Japanese language education is one of the most important aspects of preparing to accept more foreign workers, as the government desires to do to alleviate labor shortages. It is difficult to live in Japan without a basic command of the Japanese language including the ability to conduct daily conversation.
Yet the government does not incorporate this issue in its draft bill amending the Immigration Control and Refugee Recognition Act to open the country's doors further to workers from overseas. The government intends to use a Justice Ministry directive to address the matter in the future, but this approach is unreliable.
The revised immigration act would introduce two new residency statuses for additional foreign workers. One of them, "category 1," would require its holders to be able to understand more than day-to-day Japanese. This requirement would not apply to applicants with three years or more of experience as a technical intern trainee in government-backed programs. The administration of Prime Minister Shinzo Abe estimates that many of the approximately 274,000 technical trainees in Japan at the end of 2017 would try to obtain the "category 1" status.
What is the government's real intention on this issue? We suspect that the administration wants the foreign workers to learn the language while they are still going through the trainee program because that would minimize the cost.
The trainee program was originally designed to transfer Japanese technology and know-how to developing countries by offering people from those nations a chance to receive training in Japan. But in reality, the program forces trainees to undergo long working hours at low pay.

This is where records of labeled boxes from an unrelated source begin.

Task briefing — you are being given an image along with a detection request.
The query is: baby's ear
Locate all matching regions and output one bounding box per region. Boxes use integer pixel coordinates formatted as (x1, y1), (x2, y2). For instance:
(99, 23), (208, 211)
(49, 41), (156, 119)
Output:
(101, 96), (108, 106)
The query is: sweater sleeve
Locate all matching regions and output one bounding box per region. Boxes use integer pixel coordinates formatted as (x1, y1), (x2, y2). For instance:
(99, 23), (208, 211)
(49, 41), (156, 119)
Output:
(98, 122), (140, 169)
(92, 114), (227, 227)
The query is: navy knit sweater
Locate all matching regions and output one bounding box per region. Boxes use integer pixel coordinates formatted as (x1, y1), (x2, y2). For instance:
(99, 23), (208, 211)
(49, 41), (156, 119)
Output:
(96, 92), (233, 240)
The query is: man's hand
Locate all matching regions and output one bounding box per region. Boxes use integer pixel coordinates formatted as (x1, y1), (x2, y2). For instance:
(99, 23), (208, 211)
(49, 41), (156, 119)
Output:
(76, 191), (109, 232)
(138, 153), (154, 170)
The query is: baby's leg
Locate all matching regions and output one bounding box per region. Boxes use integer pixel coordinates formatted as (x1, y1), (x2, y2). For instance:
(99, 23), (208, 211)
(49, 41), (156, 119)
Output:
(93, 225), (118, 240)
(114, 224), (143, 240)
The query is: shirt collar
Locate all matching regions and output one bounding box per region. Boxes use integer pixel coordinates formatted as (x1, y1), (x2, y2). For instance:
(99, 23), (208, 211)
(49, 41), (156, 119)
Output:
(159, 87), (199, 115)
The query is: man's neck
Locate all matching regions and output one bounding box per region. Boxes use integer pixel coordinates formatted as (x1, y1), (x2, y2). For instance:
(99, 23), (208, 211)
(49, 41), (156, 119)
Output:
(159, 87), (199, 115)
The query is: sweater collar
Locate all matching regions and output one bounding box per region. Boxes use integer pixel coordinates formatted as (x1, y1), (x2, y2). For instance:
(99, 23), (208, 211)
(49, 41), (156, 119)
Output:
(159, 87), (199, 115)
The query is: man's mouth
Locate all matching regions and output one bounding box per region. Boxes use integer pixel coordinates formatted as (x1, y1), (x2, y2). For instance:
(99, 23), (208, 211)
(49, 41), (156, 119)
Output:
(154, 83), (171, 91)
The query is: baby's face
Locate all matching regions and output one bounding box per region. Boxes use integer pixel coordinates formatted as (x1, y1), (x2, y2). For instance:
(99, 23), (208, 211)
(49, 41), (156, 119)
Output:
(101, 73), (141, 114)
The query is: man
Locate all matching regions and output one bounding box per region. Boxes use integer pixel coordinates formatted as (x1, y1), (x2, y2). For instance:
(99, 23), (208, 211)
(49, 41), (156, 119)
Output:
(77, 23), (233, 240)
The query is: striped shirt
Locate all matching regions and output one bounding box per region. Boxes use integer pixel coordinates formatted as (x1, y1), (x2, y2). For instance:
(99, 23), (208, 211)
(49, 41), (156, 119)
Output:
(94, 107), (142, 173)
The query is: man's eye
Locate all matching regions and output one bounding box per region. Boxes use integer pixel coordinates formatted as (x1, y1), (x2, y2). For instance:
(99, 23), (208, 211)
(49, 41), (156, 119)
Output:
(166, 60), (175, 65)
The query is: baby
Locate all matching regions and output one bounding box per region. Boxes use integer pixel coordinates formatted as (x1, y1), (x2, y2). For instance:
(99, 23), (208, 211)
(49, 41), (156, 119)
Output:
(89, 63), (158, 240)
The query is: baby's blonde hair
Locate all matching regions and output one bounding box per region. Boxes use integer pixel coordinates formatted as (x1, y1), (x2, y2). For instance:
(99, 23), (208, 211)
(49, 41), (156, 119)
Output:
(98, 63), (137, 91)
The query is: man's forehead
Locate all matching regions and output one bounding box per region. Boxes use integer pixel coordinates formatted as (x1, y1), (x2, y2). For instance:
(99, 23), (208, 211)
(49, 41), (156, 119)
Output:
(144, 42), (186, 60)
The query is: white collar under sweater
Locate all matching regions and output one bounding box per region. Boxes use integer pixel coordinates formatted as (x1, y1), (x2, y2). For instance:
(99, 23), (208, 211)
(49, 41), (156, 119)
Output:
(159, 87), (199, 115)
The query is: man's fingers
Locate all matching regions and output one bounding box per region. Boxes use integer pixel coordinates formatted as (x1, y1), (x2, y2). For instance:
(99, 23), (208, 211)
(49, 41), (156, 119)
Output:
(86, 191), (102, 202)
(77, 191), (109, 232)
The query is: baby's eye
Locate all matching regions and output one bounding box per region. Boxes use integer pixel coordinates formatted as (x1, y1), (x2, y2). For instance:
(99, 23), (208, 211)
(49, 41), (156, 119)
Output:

The trainee program does not offer sufficient language education courses. We understand that some officials of overseeing organizations for industries accepting the foreigners double as teachers when Japanese language schools cannot dispatch instructors.
According to an interview survey conducted by the Ministry of Land, Infrastructure, Transport and Tourism targeting trainees in the construction sector, some respondents had only questionable Japanese languages skills and were not allowed to work.
Category 1 residency status holders can stay in Japan for up to five years. It's a long period of time, and they need education from specialist educational bodies, including some 700 Japanese languages schools across the nation.
Japanese language institutions are mushrooming in tandem with a growing number of foreign workers. But teachers' salaries are low and turnover rates are high. Overall, we apparently need more teachers.
To improve the quality of education and make teachers stay longer at their schools, the government plans to introduce a public license for Japanese language instructors. However, that alone is not enough.
Japanese language education has been carried out by local governments and regional nonprofit organizations, and little support has been extended to them.
The government must allocate necessary financial resources to create a system to back up Japanese language education. The measure must come alongside the planned expansion of the foreign workforce in Japan.